Orgullo y prejuicio – Jane Austen
Al día siguiente todo era nuevo e interesante para Elizabeth. Estaba dispuesta a pasarlo bien y muy
animada, pues había encontrado a su hermana con muy buen aspecto y todos los temores que su salud le
inspiraba se hablan desvanecido. Además, la perspectiva de un viaje por el Norte era para ella una constante fuente de dicha.

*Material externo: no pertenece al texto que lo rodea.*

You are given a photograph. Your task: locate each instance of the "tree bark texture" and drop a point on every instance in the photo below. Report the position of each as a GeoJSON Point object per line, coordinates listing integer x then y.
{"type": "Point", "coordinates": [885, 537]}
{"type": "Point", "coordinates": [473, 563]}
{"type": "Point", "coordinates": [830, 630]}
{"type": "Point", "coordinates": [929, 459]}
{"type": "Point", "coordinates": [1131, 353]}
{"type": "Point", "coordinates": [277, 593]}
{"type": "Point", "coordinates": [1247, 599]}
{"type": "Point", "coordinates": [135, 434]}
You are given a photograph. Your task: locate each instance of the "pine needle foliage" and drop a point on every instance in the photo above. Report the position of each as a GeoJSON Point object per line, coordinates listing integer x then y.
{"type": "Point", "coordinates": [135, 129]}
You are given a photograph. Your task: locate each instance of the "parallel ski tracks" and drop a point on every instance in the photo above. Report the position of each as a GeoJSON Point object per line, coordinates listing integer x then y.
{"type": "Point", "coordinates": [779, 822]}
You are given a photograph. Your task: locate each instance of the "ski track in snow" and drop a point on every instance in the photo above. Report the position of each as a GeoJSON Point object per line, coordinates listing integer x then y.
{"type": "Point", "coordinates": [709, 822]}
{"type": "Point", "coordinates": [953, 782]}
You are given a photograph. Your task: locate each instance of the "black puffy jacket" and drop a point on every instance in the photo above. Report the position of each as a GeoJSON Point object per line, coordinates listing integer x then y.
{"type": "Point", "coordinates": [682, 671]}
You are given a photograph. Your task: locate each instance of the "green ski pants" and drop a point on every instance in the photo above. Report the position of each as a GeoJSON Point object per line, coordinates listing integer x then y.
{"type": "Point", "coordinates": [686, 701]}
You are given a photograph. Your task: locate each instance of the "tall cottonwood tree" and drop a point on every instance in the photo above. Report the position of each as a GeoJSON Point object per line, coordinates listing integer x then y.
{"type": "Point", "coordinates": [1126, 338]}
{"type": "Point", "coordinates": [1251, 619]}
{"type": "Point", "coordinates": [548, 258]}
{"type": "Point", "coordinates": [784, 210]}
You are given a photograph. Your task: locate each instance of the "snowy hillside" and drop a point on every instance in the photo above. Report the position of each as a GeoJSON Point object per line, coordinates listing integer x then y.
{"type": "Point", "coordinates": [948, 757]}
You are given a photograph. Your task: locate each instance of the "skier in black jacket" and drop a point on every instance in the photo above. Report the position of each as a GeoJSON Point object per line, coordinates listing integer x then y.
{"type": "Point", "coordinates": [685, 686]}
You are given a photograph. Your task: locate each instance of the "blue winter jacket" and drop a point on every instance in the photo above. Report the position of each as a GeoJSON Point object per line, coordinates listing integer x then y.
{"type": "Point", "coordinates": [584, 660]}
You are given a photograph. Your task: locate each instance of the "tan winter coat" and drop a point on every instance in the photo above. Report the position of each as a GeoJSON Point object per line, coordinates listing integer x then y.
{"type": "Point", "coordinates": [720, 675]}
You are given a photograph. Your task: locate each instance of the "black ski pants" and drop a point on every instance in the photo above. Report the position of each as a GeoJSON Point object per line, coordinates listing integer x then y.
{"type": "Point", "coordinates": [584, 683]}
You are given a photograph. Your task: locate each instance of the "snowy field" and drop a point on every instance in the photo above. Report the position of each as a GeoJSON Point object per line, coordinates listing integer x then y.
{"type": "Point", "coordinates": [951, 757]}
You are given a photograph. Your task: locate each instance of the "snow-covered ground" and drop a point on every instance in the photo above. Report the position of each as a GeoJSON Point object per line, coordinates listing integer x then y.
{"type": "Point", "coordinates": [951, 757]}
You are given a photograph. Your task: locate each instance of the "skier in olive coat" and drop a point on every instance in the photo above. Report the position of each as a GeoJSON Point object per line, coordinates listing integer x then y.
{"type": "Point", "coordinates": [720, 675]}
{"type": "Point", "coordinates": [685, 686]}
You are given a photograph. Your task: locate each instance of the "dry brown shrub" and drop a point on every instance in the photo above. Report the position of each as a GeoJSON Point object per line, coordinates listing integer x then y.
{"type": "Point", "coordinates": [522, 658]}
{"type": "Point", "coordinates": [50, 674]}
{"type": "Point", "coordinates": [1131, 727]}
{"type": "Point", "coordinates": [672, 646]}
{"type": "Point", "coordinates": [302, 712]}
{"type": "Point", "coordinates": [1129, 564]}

Cuando dejaron el camino real para entrar en el sendero de Hunsford, los ojos de todos buscaban
la casa del párroco y a cada revuelta creían que iban a divisarla. A un lado del sendero corría la empalizada
de la finca de Rosings. Elizabeth sonrió al acordarse de todo lo que había oído decir de sus habitantes.
Por fin vislumbraron la casa parroquial. El jardín que se extendía hasta el camino, la casa que se
alzaba en medio, la verde empalizada y el seto de laurel indicaban que ya habían llegado. Collins y
Charlotte aparecieron en la puerta, y el carruaje se detuvo ante una pequeña entrada que conducía a la casa
a través de un caminito de gravilla, entre saludos y sonrisas generales. En un momento se bajaron todos del
landó, alegrándose mutuamente al verse. La señora Collins dio la bienvenida a su amiga con el más sincero
agrado, y Elizabeth, al ser recibida con tanto cariño, estaba cada vez más contenta de haber venido.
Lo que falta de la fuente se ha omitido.